Electron transfer associated with oxygen activation in the B2 protein of ribonucleotide reductase from Escherichia coli.

Each of the two beta peptides which comprise the B2 protein of Escherichia coli ribonucleotide reductase (RRB2) possesses a nonheme dinuclear iron cluster and a tyrosine residue at position 122. The oxidized form of the protein contains all high spin ferric iron and 1.0-1.4 tyrosyl radicals per RRB2 protein. In order to define the stoichiometry of in vitro dioxygen reduction catalyzed by fully reduced RRB2 we have quantified the reactants and products in the aerobic addition of Fe(II) to metal-free RRB2apo utilizing an oxygraph to quantify oxygen consumption, electron paramagnetic resonance to measure tyrosine radical generation, and Mössbauer spectroscopy to determine the extent of iron oxidation. Our data indicate that 3.1 Fe(II) and 0.8 Tyr122 are oxidized per mol of O2 reduced. Mössbauer experiments indicate that less than 8% of the iron is bound as mononuclear high spin Fe(III).
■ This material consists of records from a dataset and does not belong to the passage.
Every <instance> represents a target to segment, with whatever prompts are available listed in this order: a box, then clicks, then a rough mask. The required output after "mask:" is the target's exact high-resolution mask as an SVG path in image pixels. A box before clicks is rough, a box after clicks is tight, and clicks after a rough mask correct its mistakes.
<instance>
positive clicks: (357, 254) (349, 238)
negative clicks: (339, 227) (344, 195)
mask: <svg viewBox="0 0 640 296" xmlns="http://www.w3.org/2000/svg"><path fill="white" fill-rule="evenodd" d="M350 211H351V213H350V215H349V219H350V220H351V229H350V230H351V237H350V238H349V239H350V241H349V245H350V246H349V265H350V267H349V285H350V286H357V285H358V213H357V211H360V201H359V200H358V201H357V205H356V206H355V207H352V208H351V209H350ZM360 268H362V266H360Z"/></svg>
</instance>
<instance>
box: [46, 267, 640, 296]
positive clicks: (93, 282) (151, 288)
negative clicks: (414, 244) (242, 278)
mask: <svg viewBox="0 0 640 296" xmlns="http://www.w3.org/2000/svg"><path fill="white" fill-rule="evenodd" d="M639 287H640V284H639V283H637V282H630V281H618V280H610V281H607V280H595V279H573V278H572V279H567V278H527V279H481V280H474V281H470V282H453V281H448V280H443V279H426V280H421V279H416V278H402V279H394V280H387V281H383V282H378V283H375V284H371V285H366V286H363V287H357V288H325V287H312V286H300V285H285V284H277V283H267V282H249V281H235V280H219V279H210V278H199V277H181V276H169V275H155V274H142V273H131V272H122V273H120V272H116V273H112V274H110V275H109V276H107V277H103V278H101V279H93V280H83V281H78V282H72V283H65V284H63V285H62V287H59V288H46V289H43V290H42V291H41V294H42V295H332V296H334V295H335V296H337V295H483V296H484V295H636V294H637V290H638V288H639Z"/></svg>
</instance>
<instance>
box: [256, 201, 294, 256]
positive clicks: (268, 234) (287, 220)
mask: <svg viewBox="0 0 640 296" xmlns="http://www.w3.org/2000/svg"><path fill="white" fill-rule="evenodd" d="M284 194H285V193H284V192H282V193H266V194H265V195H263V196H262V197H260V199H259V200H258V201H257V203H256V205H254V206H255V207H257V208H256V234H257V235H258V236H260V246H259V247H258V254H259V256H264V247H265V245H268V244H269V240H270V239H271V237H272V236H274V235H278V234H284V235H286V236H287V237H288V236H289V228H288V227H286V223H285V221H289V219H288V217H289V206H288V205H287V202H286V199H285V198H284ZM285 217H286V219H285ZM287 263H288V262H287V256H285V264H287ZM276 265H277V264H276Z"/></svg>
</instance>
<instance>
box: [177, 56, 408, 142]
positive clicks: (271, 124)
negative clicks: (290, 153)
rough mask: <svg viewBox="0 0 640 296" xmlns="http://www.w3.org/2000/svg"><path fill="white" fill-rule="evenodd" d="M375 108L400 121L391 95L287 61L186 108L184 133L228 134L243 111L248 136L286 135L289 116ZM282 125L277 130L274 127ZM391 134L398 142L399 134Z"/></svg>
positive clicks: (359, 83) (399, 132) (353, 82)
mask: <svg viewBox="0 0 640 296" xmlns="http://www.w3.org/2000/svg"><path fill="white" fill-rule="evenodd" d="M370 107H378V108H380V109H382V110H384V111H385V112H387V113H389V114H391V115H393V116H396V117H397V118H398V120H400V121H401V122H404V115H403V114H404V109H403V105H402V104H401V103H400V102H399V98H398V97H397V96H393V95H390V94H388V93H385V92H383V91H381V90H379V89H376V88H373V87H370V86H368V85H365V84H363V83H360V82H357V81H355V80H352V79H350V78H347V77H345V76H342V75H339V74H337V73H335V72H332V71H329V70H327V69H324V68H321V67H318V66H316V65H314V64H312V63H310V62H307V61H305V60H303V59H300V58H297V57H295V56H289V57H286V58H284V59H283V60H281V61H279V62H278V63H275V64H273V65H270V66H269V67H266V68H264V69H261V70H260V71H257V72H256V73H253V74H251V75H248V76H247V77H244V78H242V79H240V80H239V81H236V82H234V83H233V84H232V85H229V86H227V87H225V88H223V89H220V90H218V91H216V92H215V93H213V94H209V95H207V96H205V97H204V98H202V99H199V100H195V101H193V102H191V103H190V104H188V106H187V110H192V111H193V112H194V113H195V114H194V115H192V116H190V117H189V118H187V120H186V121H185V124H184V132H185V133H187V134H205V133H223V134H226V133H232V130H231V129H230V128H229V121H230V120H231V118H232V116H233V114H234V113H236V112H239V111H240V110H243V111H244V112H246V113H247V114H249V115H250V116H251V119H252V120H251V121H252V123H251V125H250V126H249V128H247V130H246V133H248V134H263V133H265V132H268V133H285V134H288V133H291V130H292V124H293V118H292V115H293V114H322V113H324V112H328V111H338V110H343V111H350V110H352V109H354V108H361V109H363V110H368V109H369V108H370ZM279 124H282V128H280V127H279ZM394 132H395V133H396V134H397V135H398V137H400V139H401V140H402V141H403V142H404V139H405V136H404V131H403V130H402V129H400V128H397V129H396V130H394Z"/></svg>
Further, the aerobic addition of substoichiometric amounts of 57Fe to RRB2apo consistently produces dinuclear clusters, rather than mononuclear Fe(III) species, providing the first direct spectroscopic evidence for the preferential formation of the dinuclear units at the active site. These stoichiometry studies were extended to include the phenylalanine mutant protein (Y122F)RRB2 and show that 3.9 mol-equivalents of Fe(II) are oxidized per mol of O2 consumed. Our stoichiometry data has led us to propose a model for dioxygen activation catalyzed by RRB2 which invokes electron transfer between iron clusters.